Still, Drescher seems to be enjoying single life these days.
“Since the demise of my second marriage [I had to] truly learn to love myself,” she explained. “I was still trying to fill my voids through relationships, and then ultimately I’d get disappointed… I started to find who I was and become more empowered.”
Drescher was previously married to TV writer Peter Marc Jacobson from 1978 until 1999. Jacobson, with whom she co-created “The Nanny,” ultimately confessed to being gay. The actress told People Magazine in 2011 they eventually became best friends and producing partners after the breakup.
Despite the romantic setbacks, Drescher hasn’t given up on the possibility to find someone new in her life.
“I do a little bit of online dating,” she admitted to Closer Weekly. “Just recently I did, and we went out for tea. But then he didn’t say, ‘Let’s get together!’ [But] it’s ok! When guys don’t follow up, I don’t take it personally. Everything is an opportunity on my journey to self-refinement.”
But the sitcom star is keeping busy. Dresher’s latest role is that of president for the Cancer Schmancer Movement, an organization dedicated to raising awareness on the importance of early detection and prevention of the illness.
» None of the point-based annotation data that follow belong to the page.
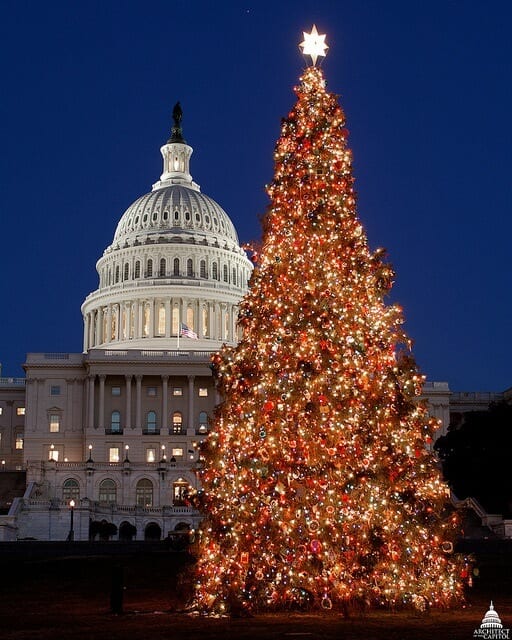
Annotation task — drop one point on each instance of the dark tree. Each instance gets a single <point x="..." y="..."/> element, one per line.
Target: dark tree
<point x="476" y="458"/>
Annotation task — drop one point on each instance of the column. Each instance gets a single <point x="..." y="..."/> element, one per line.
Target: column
<point x="138" y="402"/>
<point x="165" y="387"/>
<point x="128" y="410"/>
<point x="101" y="408"/>
<point x="91" y="401"/>
<point x="108" y="337"/>
<point x="191" y="404"/>
<point x="168" y="318"/>
<point x="68" y="422"/>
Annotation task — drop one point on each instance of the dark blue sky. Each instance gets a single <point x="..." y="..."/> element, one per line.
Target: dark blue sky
<point x="87" y="93"/>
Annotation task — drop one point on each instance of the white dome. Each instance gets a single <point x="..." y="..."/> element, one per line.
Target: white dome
<point x="174" y="264"/>
<point x="170" y="211"/>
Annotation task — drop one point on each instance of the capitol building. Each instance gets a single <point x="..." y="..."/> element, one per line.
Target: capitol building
<point x="113" y="433"/>
<point x="107" y="440"/>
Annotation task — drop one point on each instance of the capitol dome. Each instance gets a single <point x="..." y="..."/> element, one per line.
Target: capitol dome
<point x="174" y="267"/>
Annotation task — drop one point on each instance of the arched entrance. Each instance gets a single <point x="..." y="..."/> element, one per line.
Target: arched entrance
<point x="152" y="531"/>
<point x="127" y="531"/>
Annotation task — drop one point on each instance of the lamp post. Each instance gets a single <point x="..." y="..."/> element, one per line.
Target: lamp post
<point x="71" y="535"/>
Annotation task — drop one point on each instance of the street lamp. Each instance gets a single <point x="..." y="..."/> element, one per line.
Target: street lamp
<point x="71" y="534"/>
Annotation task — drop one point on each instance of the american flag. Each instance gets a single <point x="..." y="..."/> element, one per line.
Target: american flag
<point x="188" y="333"/>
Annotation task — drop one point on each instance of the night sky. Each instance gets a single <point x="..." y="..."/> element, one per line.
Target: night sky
<point x="87" y="95"/>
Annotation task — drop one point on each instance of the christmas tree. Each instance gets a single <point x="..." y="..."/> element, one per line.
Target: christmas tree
<point x="319" y="489"/>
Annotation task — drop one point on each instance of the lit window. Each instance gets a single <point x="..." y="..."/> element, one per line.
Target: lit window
<point x="151" y="422"/>
<point x="144" y="493"/>
<point x="108" y="491"/>
<point x="177" y="422"/>
<point x="54" y="423"/>
<point x="179" y="492"/>
<point x="115" y="422"/>
<point x="203" y="422"/>
<point x="70" y="490"/>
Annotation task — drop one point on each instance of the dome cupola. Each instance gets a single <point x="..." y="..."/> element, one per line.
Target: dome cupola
<point x="175" y="260"/>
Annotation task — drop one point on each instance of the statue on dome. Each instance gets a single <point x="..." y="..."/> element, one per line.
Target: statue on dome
<point x="177" y="116"/>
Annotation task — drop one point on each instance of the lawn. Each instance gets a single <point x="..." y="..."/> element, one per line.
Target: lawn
<point x="65" y="595"/>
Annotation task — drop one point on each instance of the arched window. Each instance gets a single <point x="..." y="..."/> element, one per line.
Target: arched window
<point x="70" y="490"/>
<point x="203" y="422"/>
<point x="144" y="493"/>
<point x="108" y="491"/>
<point x="177" y="422"/>
<point x="179" y="492"/>
<point x="115" y="422"/>
<point x="151" y="422"/>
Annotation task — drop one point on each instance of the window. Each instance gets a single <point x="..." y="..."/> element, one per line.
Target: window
<point x="177" y="422"/>
<point x="54" y="423"/>
<point x="115" y="422"/>
<point x="114" y="454"/>
<point x="108" y="491"/>
<point x="70" y="490"/>
<point x="179" y="492"/>
<point x="203" y="422"/>
<point x="151" y="422"/>
<point x="144" y="493"/>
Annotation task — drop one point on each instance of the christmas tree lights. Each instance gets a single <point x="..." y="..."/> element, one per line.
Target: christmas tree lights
<point x="319" y="489"/>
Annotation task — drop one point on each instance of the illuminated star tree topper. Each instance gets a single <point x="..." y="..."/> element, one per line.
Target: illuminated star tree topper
<point x="314" y="45"/>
When Drescher was wrapping up the final season of “The Nanny” in 1999, she was secretly trying to find out what was wrong with her. It wouldn’t be until 2000 when Drescher found out she had uterine cancer.
“I’ve always been that person who feels like if you’re blessed with celebrity and you don’t use it for the greater good, you’re really wasting it,” Dresher told Fox News back in July.
“Patients need to transform into medical consumers because we put more time and research into the buying, selling and repairing of our automobiles than we do our own bodies, which we tend to very gladly hand over to a doctor,” she added. “I was lucky I was still in stage 1 because the cancer that I had was a very slow growing one. And I feel like I got famous, I got cancer and [now] I live to talk about it.”